The instrument cluster (A1) can be used to set the driving speed from 4 to 18 km/h in 2 km/h increments. When driving downhill, the set speed can be changed with the cruise control lever. If the driver presses the gas pedal while the system is operating, the system is deactivated. If the driving speed has not exceeded 35 km/h, the system is reactivated and maintains the previously set speed. If the car accelerates faster than 35 km / h - the system turns off. In addition, a warning message is displayed on the multifunction display of the instrument cluster when the system is disabled.
The system maintains the set speed by acting on the engine, automatic transmission and braking system.
Offroad program switch (N72/1s25)
By pressing the "Offroad" button, the driver acts on the 4ESP, ASR and ABS systems. As well as changing the switching points of the automatic transmission.
The ESP system activates the off-road mode 4ESP/4ETS. In this operating mode, the system will allow the wheels to slip, thereby increasing the vehicle's traction.
Braking ABS will allow the wheels to be locked, which will provide more aggressive braking when driving off-road. This function is active when the vehicle speed is less than 30 km/h.
The ASR system will slightly reduce the engine torque in order to give the driver a better feel on the gas pedal.
The shift points of the automatic transmission will be shifted to the region of higher engine speed, when reversing, the second reverse gear will be engaged.
When driving on a slope with an inclination angle of more than 5°, the assistant is automatically activated. With the automatic transmission selector lever in the "D" or "R" position, when the brake pedal is released, the pressure from the brake cylinders will be released after 1 s. This will allow the driver to more comfortably transition from braking to accelerating.

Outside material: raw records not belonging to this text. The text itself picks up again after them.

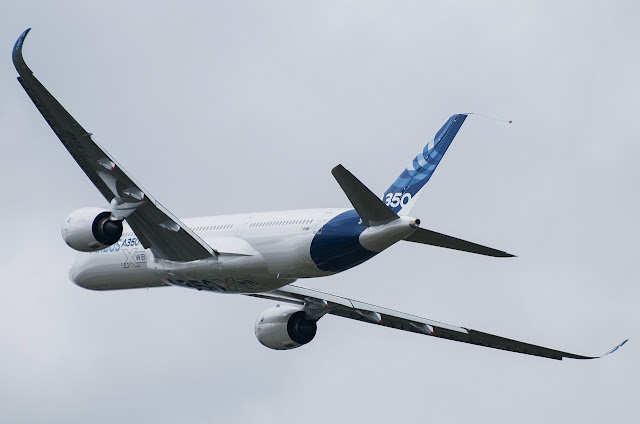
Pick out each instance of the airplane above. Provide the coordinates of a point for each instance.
(135, 242)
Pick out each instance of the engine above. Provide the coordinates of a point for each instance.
(283, 328)
(91, 229)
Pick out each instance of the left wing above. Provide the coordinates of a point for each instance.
(156, 228)
(318, 303)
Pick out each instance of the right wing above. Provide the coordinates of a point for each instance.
(156, 228)
(424, 236)
(318, 303)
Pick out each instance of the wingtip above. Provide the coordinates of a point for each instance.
(616, 348)
(18, 60)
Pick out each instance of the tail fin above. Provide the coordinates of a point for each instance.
(404, 191)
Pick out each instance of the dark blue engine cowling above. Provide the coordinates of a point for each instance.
(337, 247)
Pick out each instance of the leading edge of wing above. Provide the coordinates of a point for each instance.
(156, 228)
(353, 309)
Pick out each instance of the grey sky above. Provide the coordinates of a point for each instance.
(245, 106)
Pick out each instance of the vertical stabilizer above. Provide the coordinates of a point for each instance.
(404, 191)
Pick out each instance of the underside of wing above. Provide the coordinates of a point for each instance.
(156, 228)
(317, 303)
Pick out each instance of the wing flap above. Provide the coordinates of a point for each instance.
(352, 309)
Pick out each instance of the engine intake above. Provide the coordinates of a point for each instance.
(91, 229)
(282, 328)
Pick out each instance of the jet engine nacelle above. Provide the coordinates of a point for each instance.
(91, 229)
(283, 328)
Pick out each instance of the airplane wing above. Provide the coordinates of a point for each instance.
(156, 228)
(317, 302)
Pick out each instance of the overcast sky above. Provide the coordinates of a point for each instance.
(241, 106)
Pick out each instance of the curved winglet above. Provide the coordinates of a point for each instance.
(614, 349)
(16, 55)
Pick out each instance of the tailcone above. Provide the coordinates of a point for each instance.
(376, 239)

Vehicle components as standard
Transfer gearbox (RKP)
It connects directly to the automatic transmission and is designed as a single-stage transfer gearbox with a non-locking center differential. Torque between the front and rear axles is distributed in a ratio of 50:50.
The input torque is transmitted through the input shaft (1) to the differential (3). The rear sun gear (3b) is directly connected to the rear axle drive flange (4).
The front sun gear (3a) is connected to the chain drive sprocket (2), which, by means of a chain (7), transmits the torque to the front axle drive flange (6).
Rear axle
We are talking about the usual bevel differential of the rear axle without locking.
front axle
This is a conventional front axle differential without locking.
Features of the vehicle with the special equipment package "Offroad"
Switch DSR (N72/s30)
Assistant when driving on a slope
Functions similar to standard version
Low Range Switch (N72/s31)
Designed to enable a downshift in the RCP. The driver, by pressing the N72 / s31 key, which is located on the lower control panel, shifts the RCP downshift.
When the N72/s31 button is pressed, the RKP control unit (N15/7) shifts to a lower gear.
If all conditions for downshifting are met, then the RCP control unit (N15/7) controls the electric motor (M46/2), which engages a downshift. A diode mounted in the LR key informs the driver about the current state of the system.
In addition, a so-called pre-selection function is offered: if the driver presses the LR key, and the conditions for changing the gear ratio of the RKP do not match, the diode on the power button starts flashing. With further movement, if the conditions for changing the gear ratio of the RKP coincide, a switch occurs. A warning message is displayed on the multifunction display.
If the LR key is pressed again while waiting, the preselection function will be cancelled. While waiting, a warning message is displayed on the instrument cluster.
The process of changing the gear ratio in the RCP is called Shift on the Move (switching while moving). Upshifting
The function and logic of the shift is the same as a shift from high to low.
Diagnostic instructions
In the process of switching from high to low and vice versa, the automatic transmission control unit (N15/11), upon a signal from the RCP control unit (N15/7), blocks the automatic transmission selector lever in the “N” position.
If an error occurs during the switching process (a tooth hits a tooth), the switching process will be repeated. In case the switching cannot be completed successfully, the RCP will return to its original position.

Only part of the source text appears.